Agora, Larsson parece estar pronta para conquistar o mundo. No Reino Unido, a menina tem duas canções no top 5: Girls Like, sua colaboração com o rapper Tinnie Tempah e, algumas posições acima, seu megasucesso solo Lush Life. No fim do ano passado, Never Forget You passou semanas no top 10 e já vendeu mais de 600 mil unidades.

Agora, Zara está de olho no maior mercado de todos. Lush Life está sendo inclusa nas playlists das principais estações top 40 dos EUA, como a Z100 nova-iorquina e KIIS de Los Angeles. Enquanto a canção está escalando os charts, Never Forget You, seu hit dance com o MNEK, acaba de penetrar o top 10 do iTunes estado-unidenses. Além disso, ela foi nomeada o rosto de uma nova campanha de marketing da gigantesca de beleza Clinique. Nada mal.

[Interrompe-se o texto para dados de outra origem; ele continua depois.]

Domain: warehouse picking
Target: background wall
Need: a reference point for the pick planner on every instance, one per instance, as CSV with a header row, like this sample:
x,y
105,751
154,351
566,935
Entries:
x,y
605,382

Qual será o próximo mega hit? A dica é ficar de olho no chart da Suécia no Spotify.

Worth noting: o Spotify, responsável por mudar a maneira que as pessoas escutam música em todo o mundo (streaming já é até contabilizado nas principais paradas mundo afora), é outra criação sueca. No país, mais de 90% do consumo de música é feito através do aplicativo.

A plataforma, cuja sede fica em Estocolmo, é uma grande entusiasta de atos escandinavos. O  DJ sueco Aviccii, a maior e mais bem paga estrela da região atualmente, aponta o serviço de streaming como peça chave na sua explosão global. Atualmente, o Spotify promove com entusiasmo Zara Larsson, Lukas Graham e Alan Walker, os colocando em playlists proeminentemente (como a Today’s Top Hits, com mais de 7 milhões de seguidores) e dando destaque a eles em sua página inicial.

De Max Martin ao Spotify aos popstars que dominam as paradas da atualidade, parece que o Scandinavian musical takeover não vai parar tão cedo.